DINHEIRO – O sr. se refere ao projeto bilionário para a criação de novas fábricas da Foxconn no Brasil, não? MEIRA – É simplesmente uma falha estrutural do que são os investimentos nesses setores. O setor de hardware de alta sofisticação não é igual ao mercado de minério de ferro, de bauxita. Software é um mercado de conhecimento. É preciso criar certas commodities nessa área. E de que tipo? Educação de alta qualidade provida num número diverso o suficiente de lugares para haver uma quantidade de pessoas capazes de exprimir essa competência nos mercados internacionais. Só essa qualidade, porém, não funciona.
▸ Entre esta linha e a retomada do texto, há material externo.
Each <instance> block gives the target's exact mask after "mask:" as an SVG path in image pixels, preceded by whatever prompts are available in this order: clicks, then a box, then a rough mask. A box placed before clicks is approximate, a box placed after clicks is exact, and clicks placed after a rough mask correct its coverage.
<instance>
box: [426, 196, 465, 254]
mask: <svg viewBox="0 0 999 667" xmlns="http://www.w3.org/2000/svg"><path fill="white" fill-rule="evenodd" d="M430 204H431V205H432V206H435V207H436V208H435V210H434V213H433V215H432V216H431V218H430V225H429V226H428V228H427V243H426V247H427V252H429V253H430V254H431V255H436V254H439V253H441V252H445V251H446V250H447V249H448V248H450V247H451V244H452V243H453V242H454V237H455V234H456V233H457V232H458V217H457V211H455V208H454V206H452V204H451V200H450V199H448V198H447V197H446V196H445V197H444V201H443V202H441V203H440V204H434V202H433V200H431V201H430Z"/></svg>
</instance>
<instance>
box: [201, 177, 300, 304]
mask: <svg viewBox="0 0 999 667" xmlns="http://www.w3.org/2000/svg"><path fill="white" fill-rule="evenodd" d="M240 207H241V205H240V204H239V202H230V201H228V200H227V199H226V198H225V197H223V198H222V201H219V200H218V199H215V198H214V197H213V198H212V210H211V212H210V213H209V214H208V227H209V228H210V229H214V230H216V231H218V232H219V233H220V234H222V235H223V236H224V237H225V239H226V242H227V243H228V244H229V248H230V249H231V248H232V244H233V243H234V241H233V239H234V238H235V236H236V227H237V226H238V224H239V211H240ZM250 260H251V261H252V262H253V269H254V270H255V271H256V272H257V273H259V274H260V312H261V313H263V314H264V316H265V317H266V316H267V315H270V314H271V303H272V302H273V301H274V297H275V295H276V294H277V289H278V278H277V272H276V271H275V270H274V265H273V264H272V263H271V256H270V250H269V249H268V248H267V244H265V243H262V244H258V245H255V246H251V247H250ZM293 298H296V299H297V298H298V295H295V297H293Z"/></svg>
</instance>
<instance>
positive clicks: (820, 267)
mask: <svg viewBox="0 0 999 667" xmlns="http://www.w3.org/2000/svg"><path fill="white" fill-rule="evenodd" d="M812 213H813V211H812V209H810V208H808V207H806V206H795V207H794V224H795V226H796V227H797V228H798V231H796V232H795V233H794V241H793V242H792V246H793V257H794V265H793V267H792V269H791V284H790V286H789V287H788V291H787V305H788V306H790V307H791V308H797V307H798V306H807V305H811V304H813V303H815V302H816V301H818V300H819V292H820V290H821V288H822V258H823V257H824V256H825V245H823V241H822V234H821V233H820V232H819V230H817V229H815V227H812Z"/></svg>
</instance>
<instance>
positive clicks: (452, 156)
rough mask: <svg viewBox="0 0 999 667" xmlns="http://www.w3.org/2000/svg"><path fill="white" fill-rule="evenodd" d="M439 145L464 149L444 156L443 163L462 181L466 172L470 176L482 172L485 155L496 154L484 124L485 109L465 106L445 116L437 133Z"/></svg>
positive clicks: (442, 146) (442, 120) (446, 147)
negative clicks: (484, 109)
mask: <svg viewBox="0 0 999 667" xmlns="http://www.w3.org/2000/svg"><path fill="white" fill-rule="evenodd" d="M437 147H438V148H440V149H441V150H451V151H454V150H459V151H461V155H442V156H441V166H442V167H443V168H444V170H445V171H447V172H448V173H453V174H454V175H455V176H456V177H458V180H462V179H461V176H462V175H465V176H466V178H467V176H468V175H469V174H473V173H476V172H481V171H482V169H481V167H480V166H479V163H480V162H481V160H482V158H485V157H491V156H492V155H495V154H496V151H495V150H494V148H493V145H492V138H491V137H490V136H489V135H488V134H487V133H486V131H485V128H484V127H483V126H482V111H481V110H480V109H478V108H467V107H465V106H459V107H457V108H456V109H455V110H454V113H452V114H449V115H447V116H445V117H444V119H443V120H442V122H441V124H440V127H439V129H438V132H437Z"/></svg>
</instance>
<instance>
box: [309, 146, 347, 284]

A indústria de software, que é muito jovem, pois data do meio da década de 1970, só existe competentemente, salvo raríssimas exceções, quando o investimento empreendedor e a capacidade de tomada de risco são muito grandes. A única plataforma global de software que não é dos EUA é a SAP, da Alemanha. Não há outra, é um acaso ter havido isso lá. Isso só aconteceu porque um pessoal saiu da IBM alemã e pegou um vetor inteiro de competências da empresa, conseguindo assim se estruturar no mercado. Além de competência, contaram com o apoio de companhias alemãs espalhadas pelo mundo. Mas é a única plataforma. Todas as outras são americanas. E isso porque há toda uma cadeia de valor que passa pela formação de capital humano e sua conexão com o mercado, com os processos de investimentos e tomada de risco, fomento e forte subsídio governamental.

DINHEIRO – Pensar globalmente nunca foi uma característica brasileira. MEIRA – O maior problema do Brasil é justamente sempre olhar o próprio quintal. A solução é, obviamente, imitar o que os outros fazem – e muito bem –, que é perguntar: o que o mundo vai comprar? Em informática, tanto em hardware quanto em software e em serviços, esse pensamento é fundamental pelo seguinte: não há produtos locais de informática. Só os globais. À medida que o mundo se conecta com redes cada vez mais rápidas e de melhor qualidade, mais os produtos serão globais.

DINHEIRO – O que o Brasil deveria definir como prioridade para as próximas décadas, na área de tecnologia e inovação? MEIRA – Uma boa visão é definir como meta ser, nos próximos 25 anos, um dos cinco maiores fornecedores mundiais de software. Temos população, competência e mercado de partida para ter essa ambição. Pouco importa qual é o software, deixe as pessoas escolherem isso. Não há design governamental para software. Digo ainda mais: deveríamos ter, em dez anos, um, dois ou cinco provedores globais de software como serviço. O software está mudando completamente sua característica. Ele está se tornando um fluxo de dados e informações, que é bilhetado por uso. A eletricidade, por exemplo, é gerada aqui, mas não pode ser enviada para a Rússia, pois o custo de transmissão é muito alto. Já a “informaticidade”, que é a capacidade de transmitir, processar e controlar informação, pode ser feita no Recife e mandada para qualquer lugar do mundo.

DINHEIRO – Mas ainda há possibilidade de pleitear lugar de destaque no mercado de softwares, que já é dominado por titãs como Oracle, SAP e Amazon, entre outras? MEIRA – A história mostra que algumas das companhias que estão aí hoje podem estar vivendo o seu ocaso. Na prática, o Facebook tem cinco anos. Saiu do nada para ter um bilhão de usuários globais. O Facebook poderia ter sido feito em qualquer lugar do mundo, inclusive no Brasil. Antes, o próprio Orkut, o Twitter, a Amazon Web Services poderiam ter saído de qualquer país. Estamos falando de empresas que têm cerca de cinco anos. Os data centers da Apple, que provêm grande quantidade de conectividade global, são todos movidos a carvão mineral e óleo diesel. São os data center mais sujos do mundo. Temos a oportunidade no Brasil, com dezenas de gigawatts de energia eólica disponíveis, de conectar data centers brasileiros para prover informação e serviços de software para o mundo. Tudo isso montado em fazendas eólicas do interior do Nordeste. E o Brasil é um dos melhores lugares para fazer isso, inclusive porque podemos prover green bits, ou bites verdes. A matriz brasileira de energia elétrica é limpa em mais de 85%.